Today’s topic is how to evaluate the correctness of a linkage. Even with the few options described in the previous posts (such as field equality and Jaro-Winkler dissimilarity), a number of models were created, each with its own specific accuracy. Without a specialized interface, the choice of the parameters alpha, beta, the true/false threshold and the decision between boolean and confidence based adjustment of the test are tough calls. Record linkage rarely operates with a golden standard, meaning that the “true” linkage it is not available, therefore a linkage cannot be scored against a predetermined known solution.

The first step is to inspect the confidence level yielded by the battery of matching rules. This number is a normalization of the probability that the two records match.
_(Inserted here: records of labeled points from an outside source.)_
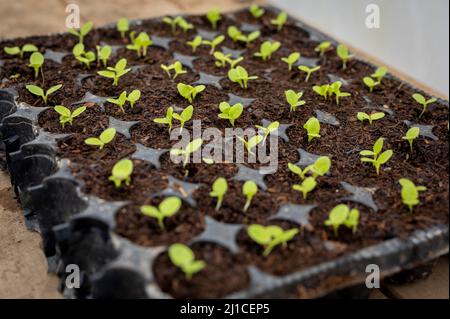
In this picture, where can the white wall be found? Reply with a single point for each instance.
(413, 36)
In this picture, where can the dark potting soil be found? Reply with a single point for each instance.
(427, 165)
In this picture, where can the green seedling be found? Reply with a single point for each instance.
(378, 158)
(213, 17)
(410, 193)
(361, 116)
(270, 236)
(306, 187)
(121, 173)
(256, 11)
(419, 98)
(103, 54)
(27, 48)
(195, 43)
(166, 120)
(183, 257)
(231, 113)
(291, 59)
(167, 208)
(341, 215)
(190, 92)
(251, 143)
(323, 47)
(66, 116)
(267, 49)
(294, 99)
(36, 62)
(280, 21)
(82, 32)
(214, 43)
(219, 189)
(272, 127)
(186, 152)
(36, 90)
(123, 26)
(344, 55)
(106, 137)
(308, 71)
(249, 189)
(141, 44)
(240, 75)
(115, 72)
(177, 67)
(81, 55)
(412, 134)
(312, 126)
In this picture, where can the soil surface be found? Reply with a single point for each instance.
(427, 165)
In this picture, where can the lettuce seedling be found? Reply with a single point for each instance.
(412, 134)
(213, 17)
(270, 236)
(36, 62)
(81, 55)
(308, 71)
(36, 90)
(116, 72)
(256, 11)
(249, 189)
(66, 116)
(361, 116)
(190, 92)
(378, 159)
(240, 75)
(306, 187)
(195, 43)
(123, 26)
(272, 127)
(177, 67)
(344, 55)
(166, 120)
(141, 44)
(121, 173)
(231, 113)
(27, 48)
(214, 43)
(106, 137)
(294, 99)
(183, 257)
(341, 215)
(419, 98)
(267, 49)
(410, 193)
(167, 208)
(103, 54)
(280, 21)
(312, 126)
(251, 143)
(323, 47)
(192, 147)
(219, 189)
(82, 33)
(291, 59)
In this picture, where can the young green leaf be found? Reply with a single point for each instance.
(312, 126)
(106, 137)
(167, 208)
(270, 236)
(231, 113)
(121, 173)
(219, 189)
(183, 257)
(412, 134)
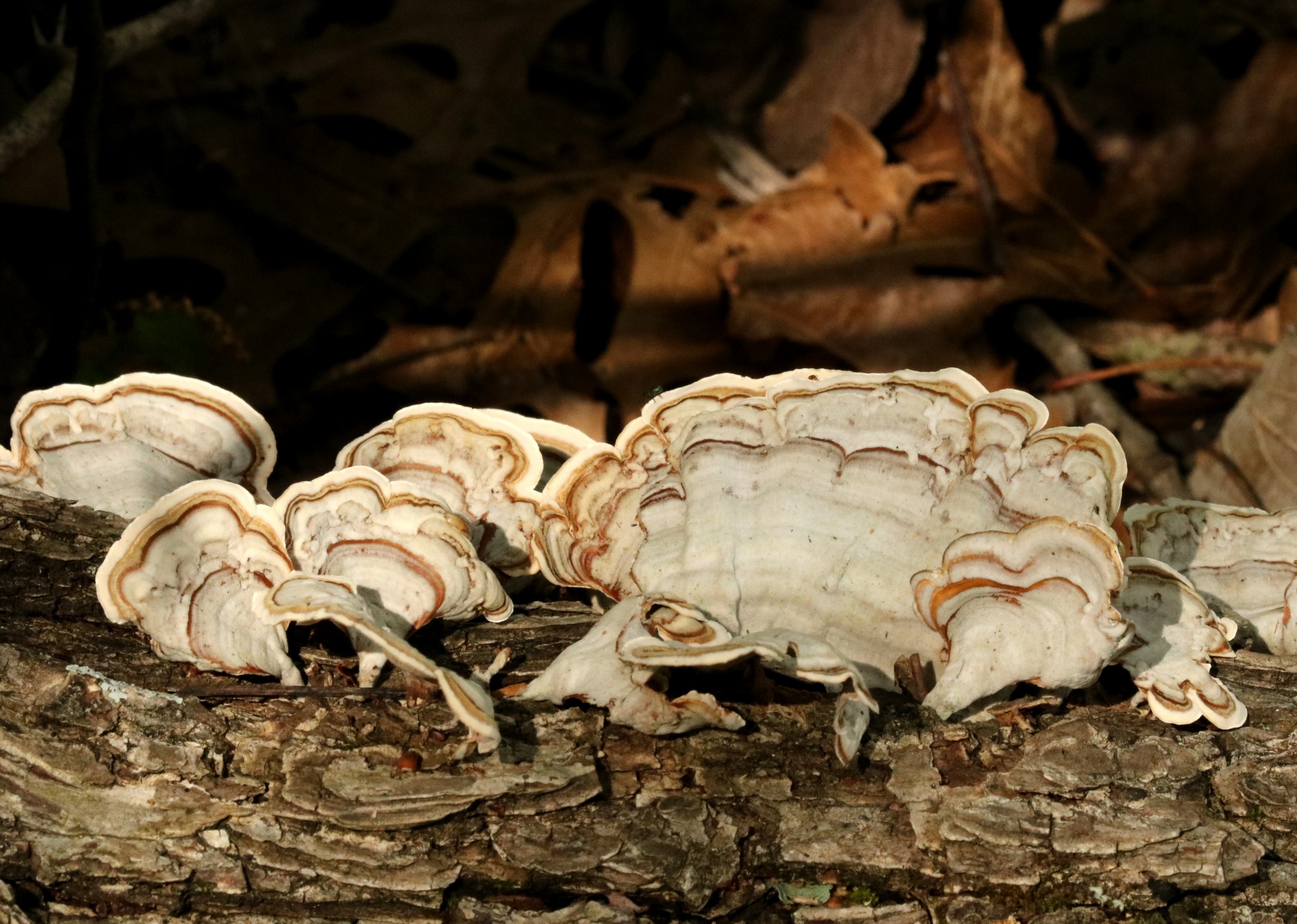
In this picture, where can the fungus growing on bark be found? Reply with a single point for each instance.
(307, 598)
(126, 443)
(484, 466)
(785, 518)
(400, 545)
(1030, 605)
(184, 573)
(1175, 638)
(1242, 560)
(558, 442)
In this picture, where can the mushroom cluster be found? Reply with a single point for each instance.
(124, 444)
(832, 523)
(829, 525)
(213, 573)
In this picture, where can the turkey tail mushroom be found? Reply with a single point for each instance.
(1243, 561)
(785, 517)
(401, 545)
(184, 573)
(126, 443)
(1033, 605)
(482, 463)
(1175, 639)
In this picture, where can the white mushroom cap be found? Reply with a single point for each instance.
(399, 544)
(592, 671)
(126, 443)
(305, 598)
(483, 466)
(1242, 560)
(558, 442)
(1175, 638)
(184, 573)
(793, 511)
(1033, 605)
(919, 439)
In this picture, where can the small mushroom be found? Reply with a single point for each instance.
(1033, 605)
(410, 555)
(1242, 560)
(558, 442)
(184, 573)
(593, 671)
(126, 443)
(308, 598)
(1175, 638)
(484, 466)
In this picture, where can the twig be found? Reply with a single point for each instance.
(259, 691)
(988, 195)
(1148, 366)
(1159, 471)
(42, 115)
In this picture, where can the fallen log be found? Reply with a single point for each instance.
(125, 797)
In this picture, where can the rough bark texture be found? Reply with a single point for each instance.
(121, 800)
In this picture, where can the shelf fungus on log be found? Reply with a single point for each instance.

Record linkage report with confidence level
Record linkage report with confidence level

The fact that the errors become more numerous as the confidence level decreases is a good aspect, it means the scoring system used to perform the linkage is statistically sound.

Another GUI useful for the evaluation scenario is the linkage comparator. The user can save the state of linkage for different settings and compare any two of them.

To compare two linkages, the user must point to the entity to compare, choose two of the previously saved linkages and decide which of the left and right entities to be matched is the reference. In the example below are saved the linkages described in the previous post, as well as the field equality example.

Record linkage comparison parameters
Record linkage comparison parameters

The outcome of the comparison is a four list report:

  • The unchanged matches, with respect of the two entities. Confidence level may have been changed.
  • Matches only belonging to the first linkage.
  • Matches encountered in the second linkage only.
  • Changed matches.

All but the first uses a reference entity (either the left or the right) into consideration. For example if the reference is set to the left entity, then the second list is composed of the left entity records only matched in the first chosen linkage.

The previous post has shown a 100% correct linkage by using two methods, first was using the name column only while the second employed all the available data. Although the two methods yielded the same result, the confidence levels were different:

Comparison of name only and all-data linkages
Comparison of name only and all-data linkages

A more meaningful report can be inspected on comparing the two applications of Jaro-Winkler dissimilarity, with or without confidence adjustment based on the observed dissimilarity score:

Comparison of two linkage methods (part 1)
Comparison of two linkage methods (part 1)
Comparison of two linkage methods (part 2)
Comparison of two linkage methods (part 2)

A basic reporting method of record linkage result analysis was described in this post. The reports help to decide if a change in the linkage model leads to better results or not.